Bug in metadata reading and spectral matching #109

hechth · 2023-10-19T09:47:18Z

When reading spectra from the files in the attached archive, multiple things go wrong.

Firstly, some metadata is not read correctly (missing and inserted as NA) and also the individual entries end up in the wrong places, so the InChIKey from spectrum 2 is assigned to spectrum 1 and InChIKey of spectrum 2 is then NA.

new("Spectra", backend = new("MsBackendMsp", spectraData = new("DFrame", 
    rownames = NULL, nrows = 2L, elementType = "ANY", elementMetadata = NULL, 
    metadata = list(), listData = list(name = c("2,2',3,4',5,5'-Hexachloro-4-methoxybiphenyl", 
    "Pendimethalin"), RETENTION_TIME = c("None", "None"), RETENTION_INDEX = c("2554.1", 
    "2044.6"), PRECURSOR_MZ = c("387.85245", "281.13574"), ADDUCT = c("[M]+", 
    "[M]+"), COLLISION_ENERGY = c("70eV", "70eV"), INSTRUMENT_TYPE = c("GC-EI-Orbitrap", 
    "GC-EI-Orbitrap"), NUM.PEAKS = c("164", "86"), SCANNUMBER = c("-1", 
    NA), SPECTRUMTYPE = c("Centroid", NA), formula = c("C13H19N3O4", 
    NA), inchikey = c("CHIFOSRWCNZCFN-UHFFFAOYSA-N", NA), smiles = c("CCC(CC)NC1=C(C=C(C(=C1[N+](=O)[O-])C)C)[N+](=O)[O-]", 
    NA), AUTHORS = c("Price et al., RECETOX, Masaryk University (CZ)", 
    NA), instrument = c("Q Exactive GC Orbitrap GC-MS/MS", NA
    ), IONIZATION = c("EI+", NA), LICENSE = c("CC BY-NC", NA), 
        mz = new("SimpleNumericList", elementType = "numeric", 
            elementMetadata = NULL, metadata = list(), listData = list(

Also, during matching, not all scores are calculated or they are listed as NA.

The code used for matching is the following:

data_reference <- Spectra(reference_file, source = MsBackendMsp::MsBackendMsp())
data_simulated <- Spectra(simulated_file, source = MsBackendMsp::MsBackendMsp())


# Define match parameters
match_param <- MetaboAnnotation::MatchForwardReverseParam(
  requirePrecursor = FALSE,
  ppm = ppm, 
  FUN = MsCoreUtils::ndotproduct, 
  THRESHFUN = function(x) which(x >= 0.0), 
  THRESHFUN_REVERSE = function(x) which(x >= 0.0)
)

# Perform matching
matched_spectra <- MetaboAnnotation::matchSpectra(data_simulated, data_reference, match_param)

# Convert matched spectra to data frame
matched_spectra_df <- spectraData(matched_spectra, columns = c("name", "target_name", "reverse_score", "score", "presence_ratio", "matched_peaks_count"))
matched_spectra_df <- as.data.frame(matched_spectra_df)

Also, to actually get the 0 scores, the threshold functions have to be extended with | TRUE because 0 scores seem to be represented as NA or so.

problematic.zip

The text was updated successfully, but these errors were encountered:

jorainer · 2023-10-24T05:16:04Z

OK, so seems there are several problems. I will look into it, thanks for reporting.

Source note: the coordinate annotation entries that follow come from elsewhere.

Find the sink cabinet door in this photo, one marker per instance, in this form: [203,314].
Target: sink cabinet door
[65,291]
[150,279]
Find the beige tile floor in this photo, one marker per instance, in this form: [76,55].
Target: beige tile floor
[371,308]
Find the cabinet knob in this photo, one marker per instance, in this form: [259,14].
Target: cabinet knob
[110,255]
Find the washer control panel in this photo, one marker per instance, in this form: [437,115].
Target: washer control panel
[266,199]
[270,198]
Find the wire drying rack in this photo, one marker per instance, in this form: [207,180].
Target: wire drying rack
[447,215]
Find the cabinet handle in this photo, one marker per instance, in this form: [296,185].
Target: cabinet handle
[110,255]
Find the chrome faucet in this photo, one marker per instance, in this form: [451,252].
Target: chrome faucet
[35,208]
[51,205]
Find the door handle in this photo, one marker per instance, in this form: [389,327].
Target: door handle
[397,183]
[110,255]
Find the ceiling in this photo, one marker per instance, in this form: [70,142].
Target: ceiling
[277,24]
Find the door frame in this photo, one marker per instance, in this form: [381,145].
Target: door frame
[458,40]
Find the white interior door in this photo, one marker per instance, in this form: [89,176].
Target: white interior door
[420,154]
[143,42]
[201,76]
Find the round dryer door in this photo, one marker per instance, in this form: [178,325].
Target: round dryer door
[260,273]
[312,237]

hechth · 2023-10-24T08:08:53Z

The bug with the metadata reading and missing scores is very bizarre and I also have no idea. Are spectra somehow read in batches or so?

jorainer · 2023-10-25T06:41:44Z

Looks like we have problems with the msp files you provided. Are these in "standard" format? I have trouble finding a proper definition of the file format - NIST however defines that each spectrum has to start with NAME: - in your case the NAME field is not the first line per spectrum, so, all elements before that line get assigned to the previous spectrum. I could add a fix for that splitting by empty lines instead of NAME elements.

The other problem is the peak list - you have in addition to the 2 elements per row (m/z and intensity) also sometimes a third element with annotation. That is at present not properly handled. I could add support for that, but would be nice to have some reference/format definition.

could well be that the problem you see later with the scores is related to the problem that the peak values are not correctly handled.

hechth · 2023-10-25T09:47:57Z

There is no proper definition of the MSP file format :D

I would advise against trying to fix it because you will run into the same issues as we do with matchms where you have to support a million flavours of MSP - maybe I can just convert the spectra to NIST format and then force NAME to be the first row on NIST - how does spectra deal with it if there is no NAME present?

jorainer · 2023-10-25T10:16:49Z

if there is no NAME it will consider the full content of a msp file as being one single spectrum... we're essentially splitting by NAME. but the thing is we could split by whitespace instead. which would then not require any specific order of elements.

A bigger problem for now is the 3rd column of the peaks data. I will have to think how to support that (it makes sense to also provide peak annotations if available...)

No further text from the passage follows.